De hertenluisvlieg treft men vooral aan op open plekken in de bossen, langs bosranden, bospaden en wildwissels. Zij komt algemeen voor bij hertachtigen in heel Europa. Deze luisvlieg wordt niet alleen bij herten en reeën waargenomen, maar kan ook bij paarden, wilde zwijnen, dassen en honden aangetroffen worden. Zelfs de mens kan, wanneer men in het najaar in het bos wandelt, deze parasiet oplopen. De mens kan ook gestoken worden, maar dit behoort tot de uitzonderingen. Nadat men gestoken is, ontstaat een jeukend bultje dat enkele dagen blijft.

Uiterlijk en voorkomen

Een volwassen hertenluisvlieg is zo'n 3-5 mm lang en heeft naast twee grote ogen, nog drie kleine zogenaamde puntogen. Aan de pootjes zitten klauwtjes waarmee het zich kan vastklampen aan de haren van de gastheer. Ze kunnen zeer snel lopen, zowel voorwaarts, zijwaarts als achterwaarts. De hertenluisvliegen nestelen zich bij de herten en reeën voornamelijk op de buik en aan de binnenkant van de achterlopers. Om insecten en andere ectoparasieten tegen te gaan nemen herten regelmatig een modderbad. Daarnaast verzorgen ze hun huid door likken, bijten en krabben met de achterpoten. De mannelijke dieren krabben ook met het gewei. Hertenluisvliegen komen bij de meeste herten en reeën voor. Meestal veroorzaken ze geen problemen en ondervinden de herten weinig last van deze kleine parasiet. Alleen wanneer ze echt vol zitten met hertenluisvliegen kan dat voor behoorlijke jeuk zorgen. Hierdoor gaan ze veel krabben en schuren, hetgeen onrust in een roedel teweeg kan brengen. Ook kunnen door het vele krabben kleine wondjes ontstaan, waardoor andere infecties binnen kunnen dringen. Voor zover bekend, spelen hertenluisvliegen geen rol bij de overbrenging van ziekten.

Levensontwikkeling

Luisvliegen hebben een interessante levensontwikkeling. De vrouwtjes zijn "levendbarend". De eitjes en de eerste twee larvenstadia ontwikkelen zich in de eileider van het vrouwtje.
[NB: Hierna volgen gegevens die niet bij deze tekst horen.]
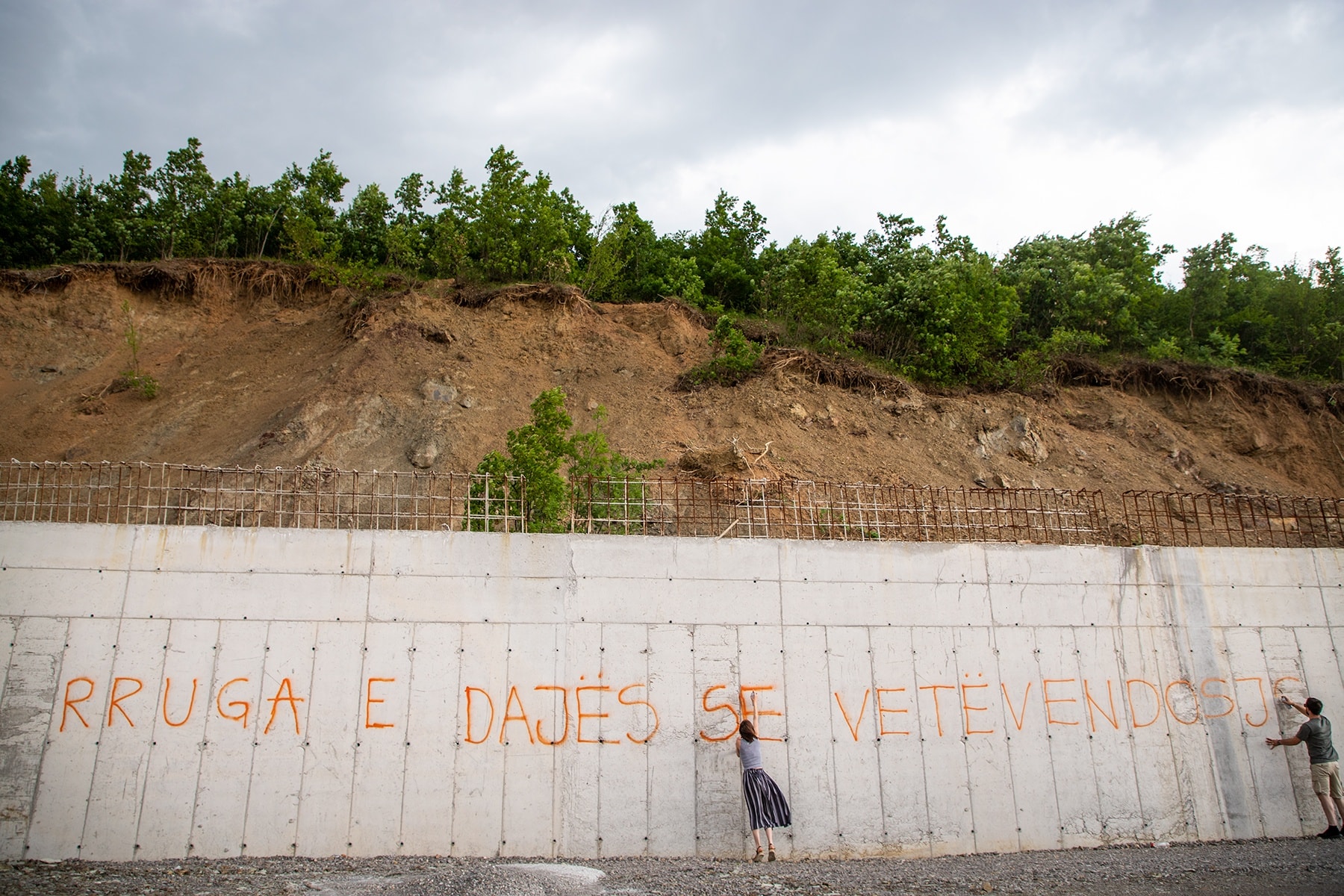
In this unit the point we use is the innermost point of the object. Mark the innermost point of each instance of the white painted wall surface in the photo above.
(220, 692)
Het vrouwtje legt pas in het derde larvenstadium de reeds verpoppingsrijpe larven. De "larven" worden op de huid van herten, op de bodem of in spleten van bomen en boomschorsen afgezet. Het is overigens nog onduidelijk of de larven daadwerkelijk op de bodem worden afgezet of dat ze van de herten en uit de bomen gevallen zijn.
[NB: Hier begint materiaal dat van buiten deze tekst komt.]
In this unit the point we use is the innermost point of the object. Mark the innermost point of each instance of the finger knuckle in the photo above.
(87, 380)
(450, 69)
Uit de poppen komen, meestal in de maanden september/oktober, de volwassen gevleugelde dieren tevoorschijn die op zoek gaan naar een geschikte gastheer. Vooral in deze maanden kan het dus voorkomen dat rondvliegende hertenluisvliegen ook in de haren (en baarden) van wandelaars terecht komen. Met hun klauwtjes kunnen ze verstrikt raken, waardoor ze niet zo gemakkelijk te verwijderen zijn. Daarbij komt nog dat ze klein en plat zijn, waardoor je ze niet gemakkelijk kunt pakken.
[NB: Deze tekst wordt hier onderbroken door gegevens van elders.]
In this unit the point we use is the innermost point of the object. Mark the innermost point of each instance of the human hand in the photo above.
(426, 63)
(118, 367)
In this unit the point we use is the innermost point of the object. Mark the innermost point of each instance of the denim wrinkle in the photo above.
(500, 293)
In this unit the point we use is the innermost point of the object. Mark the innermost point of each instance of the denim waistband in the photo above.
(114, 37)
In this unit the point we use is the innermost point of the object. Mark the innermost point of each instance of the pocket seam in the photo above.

De hertenluisvlieg heeft slechts gedurende korte tijd vleugeltjes, want zodra ze een geschikte gastheer hebben gevonden vallen de vleugeltjes af. Alleen aan de overgebleven vleugelstompjes is nog te zien dat ze ooit vleugeltjes hadden.
Niet zozeer de aanwezigheid van de parasieten, maar wel de veelvuldigheid van de parasieten en de mate van parasitering dient in aanmerking genomen te worden als maat voor de toestand van de populatie herten.